Untung saja lukanya tidak besar, darah yang keluar pun tidak banyak. Setelah Ma Xicheng membalutnya dengan perban dan kain kasa yang dibawa, keadaannya pun tak lagi mengkhawatirkan. Wang Zhenyu pun berdiri dengan bangga, menepuk-nepuk debu di celananya, bahkan melompat-lompat kecil.
Barulah Ma Xicheng benar-benar merasa lega melihat Wang Zhenyu begitu. Namun, ucapan Wang Zhenyu selanjutnya kembali membuatnya tegang, “Siapa kamu? Siapa aku? Kita ini di mana?”
Sepanjang perjalanan setelah itu, mungkin karena rasa sakit di luka terus merangsang saraf-saraf otaknya, Wang Zhenyu justru merasa pikirannya semakin jernih. Ia mulai menata sisa ingatan yang tertinggal di tubuh barunya ini.
Ia segera mengingat bahwa orang di depannya ini adalah sepupunya, Ma Xicheng, dan secara ajaib, pemilik tubuh sebelumnya juga bernama Wang Zhenyu, persis sama dengan dirinya, nama lengkapnya Wen Zheng, asal dari Kabupaten Wugang, Prefektur Baoqing (sekarang Shaoyang), belum menikah, lahir pada tanggal 10 bulan 10 tahun ke-16 Guangxu (1890), sekarang usianya pas 21 tahun. Pada usia 15 tahun, berkat rekomendasi paman dari garis ayah, Wang Longzhong, ia masuk Sekolah Dasar Militer Hunan, lulus di usia 18 dan ditempatkan di Resimen 49 sebagai kepala regu, usia 20 naik menjadi komandan peleton, dan setengah bulan lalu diangkat jadi komandan batalion kedua. Orang tuanya masih sehat, ayahnya bernama Wang Longxian, ibunya Wang Chen, dan dalam keluarganya ada tujuh bersaudara. Ia anak ketiga, punya satu kakak laki-laki dan satu kakak perempuan di atas, serta tiga adik laki-laki dan satu adik perempuan di bawahnya. Saat ini adalah tanggal 19 bulan sembilan tahun ketiga Xuantong (9 November 1911) menurut kalender Imlek...

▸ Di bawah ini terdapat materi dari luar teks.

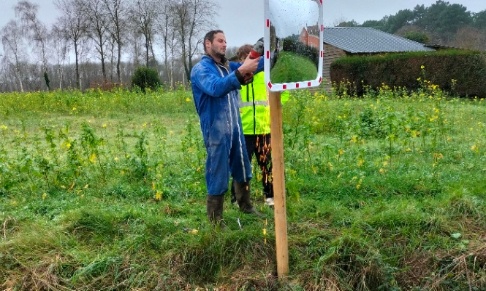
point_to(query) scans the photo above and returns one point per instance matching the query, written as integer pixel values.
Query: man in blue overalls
(215, 84)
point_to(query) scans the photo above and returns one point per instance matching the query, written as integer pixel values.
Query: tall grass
(105, 190)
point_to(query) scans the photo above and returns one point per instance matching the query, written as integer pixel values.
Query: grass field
(105, 191)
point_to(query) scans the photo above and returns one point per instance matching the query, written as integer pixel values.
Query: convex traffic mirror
(293, 44)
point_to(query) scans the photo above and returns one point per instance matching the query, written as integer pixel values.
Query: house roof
(369, 40)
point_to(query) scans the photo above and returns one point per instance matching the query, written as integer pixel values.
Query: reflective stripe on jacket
(254, 109)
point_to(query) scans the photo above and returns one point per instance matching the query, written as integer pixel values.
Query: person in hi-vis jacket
(255, 118)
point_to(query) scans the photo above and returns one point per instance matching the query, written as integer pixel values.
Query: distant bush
(145, 77)
(459, 72)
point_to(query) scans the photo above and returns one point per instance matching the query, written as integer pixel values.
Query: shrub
(459, 72)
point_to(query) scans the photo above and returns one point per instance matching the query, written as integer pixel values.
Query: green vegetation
(459, 72)
(146, 78)
(105, 191)
(292, 67)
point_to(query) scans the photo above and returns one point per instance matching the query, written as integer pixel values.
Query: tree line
(102, 42)
(108, 40)
(441, 24)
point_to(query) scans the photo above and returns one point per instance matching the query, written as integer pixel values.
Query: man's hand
(258, 46)
(249, 66)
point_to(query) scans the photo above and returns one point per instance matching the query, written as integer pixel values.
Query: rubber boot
(242, 194)
(214, 207)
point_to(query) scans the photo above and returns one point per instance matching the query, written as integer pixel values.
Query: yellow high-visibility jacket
(254, 109)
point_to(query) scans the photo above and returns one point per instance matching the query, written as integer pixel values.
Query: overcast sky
(243, 21)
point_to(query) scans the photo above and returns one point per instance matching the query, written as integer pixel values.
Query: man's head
(215, 44)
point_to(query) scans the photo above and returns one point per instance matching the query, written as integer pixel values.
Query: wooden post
(279, 185)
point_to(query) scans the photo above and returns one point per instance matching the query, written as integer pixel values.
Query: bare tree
(74, 27)
(61, 47)
(193, 18)
(97, 28)
(116, 10)
(165, 27)
(12, 42)
(143, 15)
(37, 31)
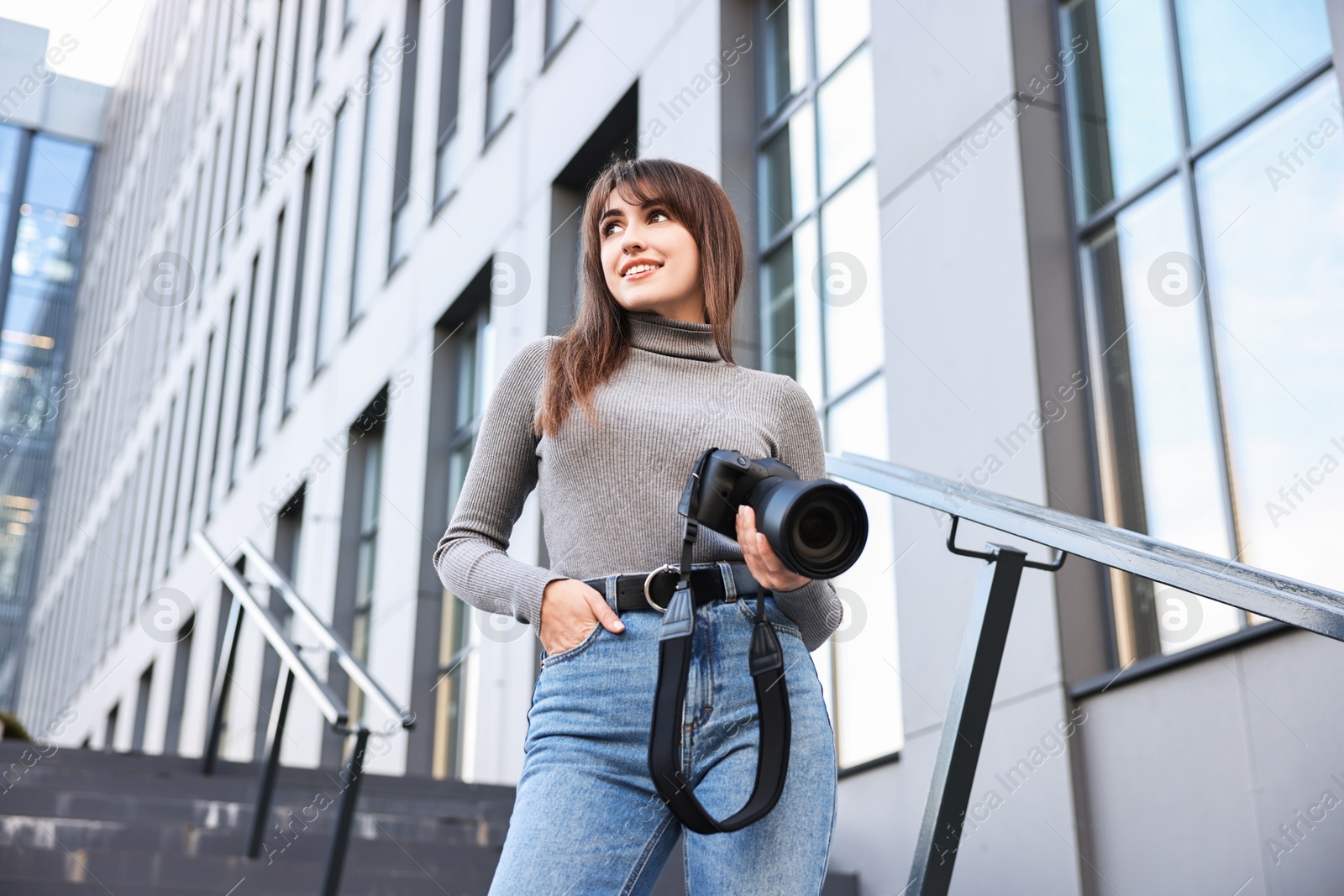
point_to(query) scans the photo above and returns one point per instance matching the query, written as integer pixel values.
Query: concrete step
(452, 869)
(375, 842)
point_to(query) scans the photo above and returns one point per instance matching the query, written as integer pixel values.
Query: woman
(648, 372)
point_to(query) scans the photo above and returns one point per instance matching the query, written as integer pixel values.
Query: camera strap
(766, 664)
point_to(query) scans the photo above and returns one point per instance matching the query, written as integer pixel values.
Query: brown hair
(596, 345)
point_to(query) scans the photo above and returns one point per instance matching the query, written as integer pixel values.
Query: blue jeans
(588, 819)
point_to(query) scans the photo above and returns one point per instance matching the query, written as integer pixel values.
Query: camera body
(816, 527)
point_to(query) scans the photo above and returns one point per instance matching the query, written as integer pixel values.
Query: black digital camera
(817, 527)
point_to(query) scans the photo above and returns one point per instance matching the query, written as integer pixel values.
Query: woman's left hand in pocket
(761, 559)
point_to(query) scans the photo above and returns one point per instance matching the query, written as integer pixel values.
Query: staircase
(82, 821)
(92, 822)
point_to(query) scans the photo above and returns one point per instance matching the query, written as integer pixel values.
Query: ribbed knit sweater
(609, 495)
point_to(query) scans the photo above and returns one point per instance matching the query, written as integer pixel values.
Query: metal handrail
(328, 703)
(328, 638)
(1278, 597)
(293, 667)
(1268, 594)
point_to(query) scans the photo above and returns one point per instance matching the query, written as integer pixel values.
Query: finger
(606, 617)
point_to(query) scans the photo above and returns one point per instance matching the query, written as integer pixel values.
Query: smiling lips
(638, 269)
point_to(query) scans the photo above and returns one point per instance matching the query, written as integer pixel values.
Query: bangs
(647, 188)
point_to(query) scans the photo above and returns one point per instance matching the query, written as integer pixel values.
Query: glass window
(561, 19)
(339, 238)
(844, 121)
(402, 219)
(1274, 238)
(242, 344)
(848, 280)
(1236, 53)
(1211, 328)
(822, 318)
(501, 76)
(470, 352)
(367, 266)
(788, 174)
(296, 304)
(450, 66)
(1120, 83)
(1160, 396)
(367, 558)
(272, 301)
(785, 53)
(864, 661)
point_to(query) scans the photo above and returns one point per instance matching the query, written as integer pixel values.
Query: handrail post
(266, 786)
(964, 726)
(223, 674)
(340, 837)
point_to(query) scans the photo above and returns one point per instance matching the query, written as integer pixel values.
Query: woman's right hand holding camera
(570, 610)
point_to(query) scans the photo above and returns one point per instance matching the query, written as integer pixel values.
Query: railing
(1277, 597)
(293, 668)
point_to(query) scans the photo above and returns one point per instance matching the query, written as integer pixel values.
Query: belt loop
(730, 584)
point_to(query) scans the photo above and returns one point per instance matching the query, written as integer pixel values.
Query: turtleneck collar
(667, 336)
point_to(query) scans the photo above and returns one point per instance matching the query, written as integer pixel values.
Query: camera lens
(817, 527)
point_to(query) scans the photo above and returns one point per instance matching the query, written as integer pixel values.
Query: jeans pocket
(773, 614)
(550, 660)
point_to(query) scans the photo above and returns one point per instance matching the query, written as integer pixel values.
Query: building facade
(50, 127)
(1084, 254)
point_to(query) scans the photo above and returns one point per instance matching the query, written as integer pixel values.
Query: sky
(104, 31)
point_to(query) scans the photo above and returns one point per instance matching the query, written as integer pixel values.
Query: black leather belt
(706, 586)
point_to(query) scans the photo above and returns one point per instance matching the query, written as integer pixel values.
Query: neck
(660, 335)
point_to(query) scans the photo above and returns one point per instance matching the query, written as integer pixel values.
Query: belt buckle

Hal-hal itu pun dirangkumkan Ma Xicheng dengan suara, sehingga ingatan Wang Zhenyu semakin jelas.
“Tunggu dulu,” Wang Zhenyu buru-buru memotong ucapan sepupunya, karena ia sudah tahu bahwa ibu Ma Xicheng adalah bibinya sendiri. Namun kini ia tidak terlalu tertarik pada hal itu, “Kakak, tadi kau bilang sekarang tahun ketiga Xuantong? Kita ini di mana sekarang?”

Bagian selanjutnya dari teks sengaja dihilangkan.